The Sicilian Way

“Friendship is everything. Friendship is more than talent. It is more than government. It is almost the equal of family.” -Vito Andolini (Don Corleone)

This was a line that I read from Mario Puzo’s masterpiece, ‘The Godfather’ which resonated with me for the longest after finishing the book. It is to this day the best book I have ever read in my life and the ending left me in a confused state of enlightenment, regret and ecstasy. Most people think this book is intended to be read for the purpose of entertainment but me personally, I learned a very valuable lesson from this book regarding the idea of maintaining personal relationships and why that is important.

Basically, the crux behind how Vito Andolini, more commonly known as Don Corleone, a very powerful “legitimate businessman” (Mafia boss) creates his empire factors down to having ‘friendship’ in good faith. The book lays emphasis on ‘you’re only as strong as the people you know’ and it is portrayed brilliantly in a way where Puzo indirectly shows us the Don’s world view and how he establishes his power. Basically the foundation of the Don’s success stems from one single act of kindness in good faith, thus creating a friendship. This act may seem redundant or insignificant at face value but if you keep doing it long enough, you basically end up with an empire at your disposal.

In the book, the Don refuses to live by the corrupt laws set by society such as judiciary and police and how does he go about this? He does it by being friends with the right people in good faith. The intentions of the Don are never to call upon favors when needed and in most cases he does not even end up wanting anything in return but at the same time he would like to have that option. As the Don’s son Michael Corleone sees it, the Don is an eskimo, leaving behind small rations in the north pole so that if the day may come when he might need it, he’ll be safe. So essentially what it boils down to is that being in good faith with many people naturally establishes a foundation for growth and mutual help and with helping enough people, you create your empire.

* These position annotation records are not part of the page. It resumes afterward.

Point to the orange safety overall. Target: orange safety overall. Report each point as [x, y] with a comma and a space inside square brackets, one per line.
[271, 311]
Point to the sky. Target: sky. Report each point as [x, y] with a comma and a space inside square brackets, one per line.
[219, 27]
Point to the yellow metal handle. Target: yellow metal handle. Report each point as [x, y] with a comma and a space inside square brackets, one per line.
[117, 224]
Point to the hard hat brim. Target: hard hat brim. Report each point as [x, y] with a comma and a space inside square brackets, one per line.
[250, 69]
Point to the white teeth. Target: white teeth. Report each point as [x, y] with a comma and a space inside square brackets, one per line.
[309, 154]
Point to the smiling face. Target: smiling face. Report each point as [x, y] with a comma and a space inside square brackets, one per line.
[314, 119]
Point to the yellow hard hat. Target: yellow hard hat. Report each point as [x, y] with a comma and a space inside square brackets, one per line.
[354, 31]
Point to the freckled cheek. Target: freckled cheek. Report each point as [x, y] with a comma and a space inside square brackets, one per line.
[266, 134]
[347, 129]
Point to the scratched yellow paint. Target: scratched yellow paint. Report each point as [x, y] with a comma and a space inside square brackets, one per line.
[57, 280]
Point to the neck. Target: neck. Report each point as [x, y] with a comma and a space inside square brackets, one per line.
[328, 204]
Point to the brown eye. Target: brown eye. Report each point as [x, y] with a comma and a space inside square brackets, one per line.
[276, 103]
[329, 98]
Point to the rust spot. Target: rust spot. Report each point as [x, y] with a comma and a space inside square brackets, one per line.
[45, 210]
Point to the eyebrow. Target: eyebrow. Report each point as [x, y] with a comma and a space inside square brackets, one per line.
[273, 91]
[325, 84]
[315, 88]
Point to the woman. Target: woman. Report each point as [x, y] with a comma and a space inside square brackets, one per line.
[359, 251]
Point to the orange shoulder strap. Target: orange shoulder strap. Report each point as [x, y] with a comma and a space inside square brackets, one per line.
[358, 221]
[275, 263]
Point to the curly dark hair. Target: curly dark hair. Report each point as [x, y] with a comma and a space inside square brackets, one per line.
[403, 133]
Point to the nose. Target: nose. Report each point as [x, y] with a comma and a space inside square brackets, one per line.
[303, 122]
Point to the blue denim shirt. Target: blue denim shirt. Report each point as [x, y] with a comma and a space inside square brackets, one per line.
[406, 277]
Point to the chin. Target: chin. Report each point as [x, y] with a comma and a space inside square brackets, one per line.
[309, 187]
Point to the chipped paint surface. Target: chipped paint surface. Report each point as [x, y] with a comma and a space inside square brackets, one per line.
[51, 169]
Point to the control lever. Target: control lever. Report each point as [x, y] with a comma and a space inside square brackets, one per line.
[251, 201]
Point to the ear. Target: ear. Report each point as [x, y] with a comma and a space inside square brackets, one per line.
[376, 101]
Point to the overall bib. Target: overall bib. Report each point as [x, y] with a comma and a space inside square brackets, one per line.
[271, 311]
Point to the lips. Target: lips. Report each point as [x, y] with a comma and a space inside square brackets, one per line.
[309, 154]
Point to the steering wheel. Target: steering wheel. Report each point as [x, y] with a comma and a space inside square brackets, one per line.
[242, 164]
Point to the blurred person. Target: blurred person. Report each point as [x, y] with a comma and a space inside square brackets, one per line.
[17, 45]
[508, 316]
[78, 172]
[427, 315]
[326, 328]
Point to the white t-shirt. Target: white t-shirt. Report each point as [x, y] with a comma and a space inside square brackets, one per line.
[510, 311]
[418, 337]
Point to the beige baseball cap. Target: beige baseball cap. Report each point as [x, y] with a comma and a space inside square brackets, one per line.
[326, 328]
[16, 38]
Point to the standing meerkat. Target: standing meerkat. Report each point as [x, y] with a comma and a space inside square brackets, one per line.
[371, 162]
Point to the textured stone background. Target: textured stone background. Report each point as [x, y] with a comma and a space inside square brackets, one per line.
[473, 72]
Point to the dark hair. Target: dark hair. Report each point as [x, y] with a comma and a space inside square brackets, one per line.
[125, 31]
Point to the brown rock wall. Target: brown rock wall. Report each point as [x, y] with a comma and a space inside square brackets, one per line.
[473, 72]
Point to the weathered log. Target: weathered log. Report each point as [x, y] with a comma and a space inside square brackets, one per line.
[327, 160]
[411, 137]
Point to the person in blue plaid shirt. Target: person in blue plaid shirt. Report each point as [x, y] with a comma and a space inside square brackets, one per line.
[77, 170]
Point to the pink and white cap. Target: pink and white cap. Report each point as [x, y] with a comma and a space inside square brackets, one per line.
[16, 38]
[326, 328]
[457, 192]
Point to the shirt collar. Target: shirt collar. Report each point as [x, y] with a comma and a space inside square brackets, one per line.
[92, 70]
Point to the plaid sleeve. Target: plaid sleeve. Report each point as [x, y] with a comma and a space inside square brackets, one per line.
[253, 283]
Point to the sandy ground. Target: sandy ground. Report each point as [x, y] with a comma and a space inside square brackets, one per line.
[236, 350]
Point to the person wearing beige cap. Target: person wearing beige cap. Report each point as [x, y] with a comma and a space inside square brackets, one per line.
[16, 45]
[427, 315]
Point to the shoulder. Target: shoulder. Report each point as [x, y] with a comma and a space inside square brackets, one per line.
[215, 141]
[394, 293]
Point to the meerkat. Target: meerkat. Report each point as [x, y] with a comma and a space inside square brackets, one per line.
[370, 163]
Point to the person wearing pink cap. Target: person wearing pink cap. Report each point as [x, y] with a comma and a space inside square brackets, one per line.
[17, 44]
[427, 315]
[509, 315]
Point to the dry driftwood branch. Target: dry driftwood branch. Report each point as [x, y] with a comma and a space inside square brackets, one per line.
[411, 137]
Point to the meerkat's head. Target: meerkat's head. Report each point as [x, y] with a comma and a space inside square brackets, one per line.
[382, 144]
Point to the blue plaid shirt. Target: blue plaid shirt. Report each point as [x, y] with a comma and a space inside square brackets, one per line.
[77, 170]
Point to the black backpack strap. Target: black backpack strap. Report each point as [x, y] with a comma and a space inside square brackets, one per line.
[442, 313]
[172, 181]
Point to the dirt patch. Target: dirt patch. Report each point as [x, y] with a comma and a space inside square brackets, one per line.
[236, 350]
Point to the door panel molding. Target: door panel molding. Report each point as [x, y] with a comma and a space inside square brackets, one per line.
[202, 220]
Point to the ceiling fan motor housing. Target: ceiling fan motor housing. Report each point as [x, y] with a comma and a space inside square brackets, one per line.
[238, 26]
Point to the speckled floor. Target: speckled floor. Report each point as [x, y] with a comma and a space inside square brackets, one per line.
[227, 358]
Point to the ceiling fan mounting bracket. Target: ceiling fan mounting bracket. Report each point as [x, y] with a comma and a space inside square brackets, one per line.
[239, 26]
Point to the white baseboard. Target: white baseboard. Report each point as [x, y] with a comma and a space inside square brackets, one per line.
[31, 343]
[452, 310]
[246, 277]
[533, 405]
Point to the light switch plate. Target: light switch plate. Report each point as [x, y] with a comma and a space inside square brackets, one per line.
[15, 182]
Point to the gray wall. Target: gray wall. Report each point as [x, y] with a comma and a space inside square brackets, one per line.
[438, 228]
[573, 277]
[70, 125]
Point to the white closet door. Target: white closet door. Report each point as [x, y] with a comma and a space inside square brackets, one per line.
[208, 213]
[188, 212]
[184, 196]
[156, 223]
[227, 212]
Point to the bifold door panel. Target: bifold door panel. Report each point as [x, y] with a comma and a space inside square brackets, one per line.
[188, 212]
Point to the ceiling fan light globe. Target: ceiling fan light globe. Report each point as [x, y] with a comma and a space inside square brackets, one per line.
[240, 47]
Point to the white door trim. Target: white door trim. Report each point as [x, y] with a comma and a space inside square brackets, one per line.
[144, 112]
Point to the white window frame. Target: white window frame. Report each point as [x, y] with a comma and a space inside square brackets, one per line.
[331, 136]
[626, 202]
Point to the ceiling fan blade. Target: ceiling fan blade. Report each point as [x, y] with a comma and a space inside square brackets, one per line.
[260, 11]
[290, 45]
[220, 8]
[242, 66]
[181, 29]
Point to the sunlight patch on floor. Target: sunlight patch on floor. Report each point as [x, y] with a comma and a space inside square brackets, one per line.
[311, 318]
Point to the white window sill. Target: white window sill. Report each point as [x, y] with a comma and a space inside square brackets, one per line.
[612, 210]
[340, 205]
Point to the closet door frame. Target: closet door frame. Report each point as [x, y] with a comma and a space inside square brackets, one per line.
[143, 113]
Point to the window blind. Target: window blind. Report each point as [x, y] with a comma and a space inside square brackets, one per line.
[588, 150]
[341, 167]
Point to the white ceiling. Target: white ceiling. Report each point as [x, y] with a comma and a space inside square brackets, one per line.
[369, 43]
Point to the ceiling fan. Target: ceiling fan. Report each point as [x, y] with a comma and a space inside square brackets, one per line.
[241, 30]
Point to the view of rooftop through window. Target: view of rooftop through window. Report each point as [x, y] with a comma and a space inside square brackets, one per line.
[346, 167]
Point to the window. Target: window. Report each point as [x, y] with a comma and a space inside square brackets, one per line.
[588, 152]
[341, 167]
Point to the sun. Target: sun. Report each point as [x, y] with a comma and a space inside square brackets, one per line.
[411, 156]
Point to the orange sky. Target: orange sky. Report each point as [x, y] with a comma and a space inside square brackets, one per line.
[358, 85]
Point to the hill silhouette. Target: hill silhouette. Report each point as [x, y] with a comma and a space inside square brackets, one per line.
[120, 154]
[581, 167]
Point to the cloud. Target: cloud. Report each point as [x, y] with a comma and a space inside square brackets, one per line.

What I learned from this book that I tried to implement in my life was the act of doing simple acts of kindness in good faith to anyone in need. I believe in a reciprocation of that energy, call it fate, karma or God’s work, whatever you prefer but there is an underlying concept of ‘as you sow, so shall you reap’ that comes back to you. I had no idea of how powerful it can be to have a large group of friends who will willingly help you before I read this book. This book looked me in the eye and told me that my empire was pitifully small and I basically have no eskimo rations. I’m basically running around in the North Pole with no safety net. It was in this moment that I decided my empire needed aggressive expansion. I did not do this with the intent of calling them up one day and asking for return favors, rather it felt like I was creating a foundation to offer my help and for them to offer theirs. My main goal was to achieve friendship and whatever good may come afterwards was voluntary. What this did essentially was that when the day came when I was overburdened, people actually recalled past events where I had helped them and offered their assistance voluntarily. I don’t even have to ask anyone, this empire business just runs itself.

Although I do believe Don Corleone’s empire was a bit utopian/idealistic since there are some ‘besharams’ who will try to manipulate your good faith for their own selfish gain so there were many lessons I learned as a result of this book. In a way I think every book has its own unique contribution to make in our lives and this was how I manifested the experiences from The Godfather into my own life. So what I hoped to accomplish from writing this article was to share a very useful and intriguing concept that I thought could help create a better, more cohesive society in which people are more inclined to help one another and strive for mutual benefit.

Man is a social animal and regardless of how popular it might be to be independent these days, at some point we do need help from people we can trust and having these people in our lives is, in my opinion, very important for mutual survival.